Team Jackson and Team Breeland squared off against each other in the 4th annual Amputee Warrior Softball Classic at Prince George's Stadium.

"It allows the guys to build some camaraderie," Cooper said. "Hanging out in the dugout, and that sort of thing."

"These guys are pretty good," Jackson said. "They have some very good talent and very good qualities and their mentality, they have the instinct to win. They don't take losing for anything nice. They're almost more competitive than us. I'm glad this year we split it up."

He and cornerback Bashaud Breeland were the respective captains and each took time during the night to chat with Warriors, all of whom had suffered an injury and amputation while serving overseas. In front of a nice crowd, who got to see Redskins such as Trent Williams, Su'a Cravens, Vernon Davis, Will Compton Jamison Crowder, Kedric Golston, Rashad Ross, Houston Bates and Nick Sundberg, the teams played nine innings on a shortened field after a home run derby.

Team Jackson defeated Team Breeland 16-15, thanks, of course, to a walk-off base hit by Jackson himself.

"It's really a blessing," Jackson said of hosting the event again. "They put on some great work in our community, making us safe, protecting our friend's lives. Some of them have some really bad, unfortunate injuries that they suffered in battle, in combat, and we just want to let them know that we support them, we appreciate them, all the hard work they do. Another thing is outreach into the community and having the community come and having parents come out and really feel like they can be connected to guys on our team, these vets, it's really a great cause."

Among the proceedings on the field, which was a mixed bag of competitiveness and silliness, many of the veterans there were happy to have an opportunity to display their athleticism, still present, instead of feeling stigmatized.

That's why Danielle Greene was happy to take part in the game. A U.S. Army specialist, she was deployed to Iraq in 2004 when a rocket-propelled grenade ripped off the bottom part of her left arm during a rooftop security check in Baghdad. During eight months of therapy with her non-dominant right arm, she learned to embrace the challenge and was grateful to be "walking on top of the soil."

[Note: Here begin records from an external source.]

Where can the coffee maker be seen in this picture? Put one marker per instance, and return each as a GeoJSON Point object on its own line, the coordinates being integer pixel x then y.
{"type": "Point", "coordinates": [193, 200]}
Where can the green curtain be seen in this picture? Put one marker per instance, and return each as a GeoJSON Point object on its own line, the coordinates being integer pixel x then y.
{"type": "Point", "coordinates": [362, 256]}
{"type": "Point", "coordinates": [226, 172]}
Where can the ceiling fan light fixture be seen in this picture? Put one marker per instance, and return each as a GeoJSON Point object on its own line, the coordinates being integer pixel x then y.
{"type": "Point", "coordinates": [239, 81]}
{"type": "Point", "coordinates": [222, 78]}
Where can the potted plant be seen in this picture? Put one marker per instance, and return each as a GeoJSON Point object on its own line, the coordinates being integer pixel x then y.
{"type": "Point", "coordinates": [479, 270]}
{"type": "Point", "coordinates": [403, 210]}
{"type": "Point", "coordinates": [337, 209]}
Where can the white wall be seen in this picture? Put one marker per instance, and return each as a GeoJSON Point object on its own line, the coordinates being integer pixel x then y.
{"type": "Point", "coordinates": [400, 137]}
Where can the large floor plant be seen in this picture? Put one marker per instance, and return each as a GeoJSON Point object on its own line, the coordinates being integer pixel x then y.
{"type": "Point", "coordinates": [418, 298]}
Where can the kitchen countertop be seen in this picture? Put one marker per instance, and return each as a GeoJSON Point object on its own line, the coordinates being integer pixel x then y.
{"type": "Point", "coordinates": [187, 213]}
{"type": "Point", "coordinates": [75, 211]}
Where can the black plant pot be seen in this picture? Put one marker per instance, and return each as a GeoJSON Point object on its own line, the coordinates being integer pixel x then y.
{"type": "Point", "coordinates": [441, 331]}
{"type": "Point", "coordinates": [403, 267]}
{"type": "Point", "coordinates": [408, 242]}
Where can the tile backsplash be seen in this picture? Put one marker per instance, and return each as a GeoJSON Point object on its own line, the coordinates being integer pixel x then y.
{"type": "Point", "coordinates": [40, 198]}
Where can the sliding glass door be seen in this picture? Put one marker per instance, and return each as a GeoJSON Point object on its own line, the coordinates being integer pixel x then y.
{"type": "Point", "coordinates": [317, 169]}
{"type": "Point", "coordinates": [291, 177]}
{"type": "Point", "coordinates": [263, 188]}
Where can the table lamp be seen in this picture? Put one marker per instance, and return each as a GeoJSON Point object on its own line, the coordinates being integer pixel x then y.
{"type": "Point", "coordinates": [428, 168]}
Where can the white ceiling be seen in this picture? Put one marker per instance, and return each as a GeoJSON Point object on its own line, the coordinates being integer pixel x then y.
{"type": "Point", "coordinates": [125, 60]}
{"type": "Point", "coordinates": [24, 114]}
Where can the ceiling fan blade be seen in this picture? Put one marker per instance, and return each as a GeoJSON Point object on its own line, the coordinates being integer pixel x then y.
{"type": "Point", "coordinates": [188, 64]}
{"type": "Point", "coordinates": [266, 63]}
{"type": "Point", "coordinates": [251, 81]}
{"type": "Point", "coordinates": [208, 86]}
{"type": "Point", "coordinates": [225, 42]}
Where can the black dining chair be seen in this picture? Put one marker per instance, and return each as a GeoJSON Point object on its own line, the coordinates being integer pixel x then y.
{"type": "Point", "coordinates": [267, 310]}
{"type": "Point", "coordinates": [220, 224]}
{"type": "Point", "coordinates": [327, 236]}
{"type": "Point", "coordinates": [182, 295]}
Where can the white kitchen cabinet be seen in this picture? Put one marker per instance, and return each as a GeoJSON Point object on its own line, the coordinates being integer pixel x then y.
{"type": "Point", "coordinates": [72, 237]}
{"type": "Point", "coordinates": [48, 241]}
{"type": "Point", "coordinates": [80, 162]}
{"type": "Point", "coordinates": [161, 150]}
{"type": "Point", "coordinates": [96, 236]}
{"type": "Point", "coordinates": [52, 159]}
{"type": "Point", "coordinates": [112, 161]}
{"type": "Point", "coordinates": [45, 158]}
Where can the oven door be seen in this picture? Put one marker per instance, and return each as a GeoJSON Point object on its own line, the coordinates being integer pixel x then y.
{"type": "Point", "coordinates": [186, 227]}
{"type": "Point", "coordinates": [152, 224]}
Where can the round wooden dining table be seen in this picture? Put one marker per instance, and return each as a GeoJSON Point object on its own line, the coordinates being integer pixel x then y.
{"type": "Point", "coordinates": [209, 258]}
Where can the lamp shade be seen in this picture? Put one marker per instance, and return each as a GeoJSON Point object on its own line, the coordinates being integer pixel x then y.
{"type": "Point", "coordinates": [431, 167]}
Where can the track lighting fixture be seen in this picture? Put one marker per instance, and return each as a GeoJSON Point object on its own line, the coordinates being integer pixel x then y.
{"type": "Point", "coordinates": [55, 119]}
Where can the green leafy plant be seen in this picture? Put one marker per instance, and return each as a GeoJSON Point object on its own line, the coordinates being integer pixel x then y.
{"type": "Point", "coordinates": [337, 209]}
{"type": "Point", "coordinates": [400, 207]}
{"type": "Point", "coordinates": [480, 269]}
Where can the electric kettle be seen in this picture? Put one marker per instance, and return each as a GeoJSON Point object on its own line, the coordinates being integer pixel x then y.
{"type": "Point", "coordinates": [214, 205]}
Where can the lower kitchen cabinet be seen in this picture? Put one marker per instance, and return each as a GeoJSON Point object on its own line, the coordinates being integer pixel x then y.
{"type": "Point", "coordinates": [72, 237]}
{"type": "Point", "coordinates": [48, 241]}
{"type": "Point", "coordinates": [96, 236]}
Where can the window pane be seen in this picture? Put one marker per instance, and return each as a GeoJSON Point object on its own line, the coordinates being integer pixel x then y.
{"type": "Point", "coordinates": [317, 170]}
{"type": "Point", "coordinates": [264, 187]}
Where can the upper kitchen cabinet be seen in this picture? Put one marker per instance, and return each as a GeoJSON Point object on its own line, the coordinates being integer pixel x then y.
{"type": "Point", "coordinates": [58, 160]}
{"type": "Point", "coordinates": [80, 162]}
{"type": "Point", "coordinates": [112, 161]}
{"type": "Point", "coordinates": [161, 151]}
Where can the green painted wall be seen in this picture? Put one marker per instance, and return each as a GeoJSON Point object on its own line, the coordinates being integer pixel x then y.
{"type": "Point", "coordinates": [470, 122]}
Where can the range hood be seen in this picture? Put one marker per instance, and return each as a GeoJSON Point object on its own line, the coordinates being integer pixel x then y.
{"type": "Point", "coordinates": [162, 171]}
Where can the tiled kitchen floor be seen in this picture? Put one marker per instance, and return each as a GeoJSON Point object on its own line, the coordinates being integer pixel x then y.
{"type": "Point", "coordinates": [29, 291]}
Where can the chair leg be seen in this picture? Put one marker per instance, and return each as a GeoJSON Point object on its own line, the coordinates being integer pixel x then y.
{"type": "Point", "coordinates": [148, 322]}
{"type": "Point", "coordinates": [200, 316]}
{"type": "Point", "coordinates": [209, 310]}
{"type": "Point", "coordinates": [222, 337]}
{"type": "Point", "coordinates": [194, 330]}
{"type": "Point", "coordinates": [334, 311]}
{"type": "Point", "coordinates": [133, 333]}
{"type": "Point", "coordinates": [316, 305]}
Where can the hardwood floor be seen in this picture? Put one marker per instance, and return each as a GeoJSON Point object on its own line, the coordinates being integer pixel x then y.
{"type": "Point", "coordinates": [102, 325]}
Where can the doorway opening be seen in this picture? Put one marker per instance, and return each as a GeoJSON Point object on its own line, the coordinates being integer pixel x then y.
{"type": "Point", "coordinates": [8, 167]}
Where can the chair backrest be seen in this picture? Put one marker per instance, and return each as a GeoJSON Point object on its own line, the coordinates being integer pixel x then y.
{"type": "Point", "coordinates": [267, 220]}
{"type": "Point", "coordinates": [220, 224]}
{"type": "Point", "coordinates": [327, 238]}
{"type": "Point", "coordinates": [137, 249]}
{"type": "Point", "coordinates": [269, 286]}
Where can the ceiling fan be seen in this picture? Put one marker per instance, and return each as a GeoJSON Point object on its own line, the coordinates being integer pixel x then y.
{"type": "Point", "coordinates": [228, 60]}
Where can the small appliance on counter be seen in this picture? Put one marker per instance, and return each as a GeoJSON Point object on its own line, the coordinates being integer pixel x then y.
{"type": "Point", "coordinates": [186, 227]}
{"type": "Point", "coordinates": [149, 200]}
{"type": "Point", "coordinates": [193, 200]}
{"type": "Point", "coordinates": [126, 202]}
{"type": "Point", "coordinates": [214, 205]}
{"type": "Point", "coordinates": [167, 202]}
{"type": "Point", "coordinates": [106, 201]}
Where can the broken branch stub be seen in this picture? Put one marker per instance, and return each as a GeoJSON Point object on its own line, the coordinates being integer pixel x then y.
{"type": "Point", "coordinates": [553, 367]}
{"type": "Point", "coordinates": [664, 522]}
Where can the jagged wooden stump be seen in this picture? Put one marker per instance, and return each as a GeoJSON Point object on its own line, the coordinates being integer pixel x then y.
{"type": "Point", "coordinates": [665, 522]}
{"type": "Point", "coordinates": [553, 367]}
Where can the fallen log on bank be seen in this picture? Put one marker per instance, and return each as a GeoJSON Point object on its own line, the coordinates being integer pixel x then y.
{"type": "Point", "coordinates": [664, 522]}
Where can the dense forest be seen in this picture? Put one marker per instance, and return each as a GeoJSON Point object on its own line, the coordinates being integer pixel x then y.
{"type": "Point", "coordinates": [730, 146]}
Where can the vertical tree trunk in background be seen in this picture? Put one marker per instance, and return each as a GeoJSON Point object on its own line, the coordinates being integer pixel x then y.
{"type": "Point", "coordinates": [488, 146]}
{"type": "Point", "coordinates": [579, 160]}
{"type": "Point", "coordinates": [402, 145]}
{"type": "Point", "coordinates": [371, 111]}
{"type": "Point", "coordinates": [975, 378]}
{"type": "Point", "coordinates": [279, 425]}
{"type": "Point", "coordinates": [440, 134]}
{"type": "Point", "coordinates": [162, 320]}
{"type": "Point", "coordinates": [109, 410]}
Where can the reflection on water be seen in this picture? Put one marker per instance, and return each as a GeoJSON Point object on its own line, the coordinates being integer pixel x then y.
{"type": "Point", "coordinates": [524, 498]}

She went on to obtain her master's degree in counseling and continues to give back to her alma mater Notre Dame, where she played basketball for four years. She holds the distinction of being the first female Wounded Warrior on the softball team.

"It means a lot," Greene said. "In the news I feel like veterans and military personnel, we get a bad rap from coming overseas and being diagnosed with PTSD and anxiety, the negative issues. But I think this organization puts a positive spin on people embracing the challenge and coming together and continuing to serve and bring this broader awareness to different communities. Our motto is 'life without a limb is limitless.' Our whole thing is to try and instill hope…It's about awareness, it's about helping the next generation out."

For punter Tress Way, who happened to score the winning run Saturday, the reason he continues to attend this event is his desire to give back in some small way, and to be reminded of these veterans' courage. 

"Whenever we do the National Anthem, we're all standing there, getting ready for another game, but you realize this is these guys' lives, how serious they take it, just their respect for our country," Way said. "I don't know how you could not hang out with these guys for two or three minutes and gain all the respect in the world for them, so for me, that single moment that's unbelievable, just to see those guys and what they've put on the line for us so that we can come out here and be safe and play a softball game.

"They all thanked us for coming out," he said. "We should be the ones thanking them."